しかし、過去数十年の統計を見ると、平均約4%の利回りは確保できると言われています。

もちろん、将来の物価上昇や、大病や介護状態になるリスクを考えると、もう少し余裕が必要かと思いますが、
仮に1億円以上の資産がある様であれば、FIREは十分実現できると考えても良いでしょう。

 

それよりも現実的な「サイドFIRE」とは

とは言っても、6000万円とか1億円とか、多くの方にとっては非現実的な数字かも知れません。
そこで考えてみたいのが、「サイドFIRE 」というスタイルです。
サイドFIREは、完全にリタイアはしません
資産収入を得ながら、低収入でもストレスなく自分のペースでできる仕事をし、生計を立てていくという方法です。

例えば、先ほどと同様、月に20万円・年間240万円の出費で暮らすことを考えた場合、月10万円程度を仕事で確保、残り月10万円・年間120万円分を資産収入で確保すると考えます。

もちろん、月20万円で暮らすのは厳しいかもしれませんね。その場合は、例えば月30万円の出費ならば、月に20万円の仕事の収入を得て、残りを資産収入と考えても結構です。

すると、いずれの場合も、先ほどの考え方であれば、3000万円の資産で実現することが可能です。
3000万円でも大きな金額ではありますが、完全FIREよりもハードルは下がったのではないかと思います。

実際のところ、FIREを実現しても、仕事もせず1日中ゴロゴロしているというのも現実的ではありません。
そのように考えると、多くの方にとっては、この「サイドFIRE」を目指す方が現実的かと思います。

 

サイドFIREの実現に必要なもの

最近は、早期退職を検討するライフプランのご相談も増えています。
そのような方にもお勧めできるのが、このサイドFIREのスタイルです。

ただし、このスタイルを実現するにはそれなりのプランニングが必要です。
ここでは、サイドFIREへの道について、段取りをご案内したいと思います。

 

○まずは頭の中を整理して、自分の目指すものを確認

まずは、なぜサイドFIREを目指したいのか、あるいは、〇歳にはこんな生活をしていたい!といった考えを整理します。
仕事のストレスがあるから、自由な時間が欲しいから、といった消極的な理由では実現は難しいです。
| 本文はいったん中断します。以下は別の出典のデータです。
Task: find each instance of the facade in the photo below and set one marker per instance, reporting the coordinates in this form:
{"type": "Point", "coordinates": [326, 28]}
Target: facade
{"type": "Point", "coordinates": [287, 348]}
10年後には個人事業で開業したい、20年後には田舎暮らししたい、といった理想があると良いですね。その様な前向きな考え方が、サイドFIREを目指して動くエネルギーになります。

もちろん、すぐに見つからなくても、サイドFIREを目指す過程で見つければよいかと思います。
いずれにしても、「・・したい」というモチベーションが、実現の可能性を高めると思います。

 

○現在の金融資産や今後の収支の見込みをチェック

次に、現在の金融資産の状況と今後の収支状況の見込みを確認します。
何の根拠もなく、3000万円確保する!という目標を立てても、実現できなければ意味がありません。
家族の状況や収支の状況を精査し、現実的なサイドFIREのスタイルを設定します。

この時に、受け取れる年金の見込み額や、持ち家か賃貸かでも必要な資金は変わります。
先々の収支の見込みも併せて確認しておくことも必要です。
会社員の方は、早期退職することで、将来受け取れる年金が減ることも考えておく必要があります。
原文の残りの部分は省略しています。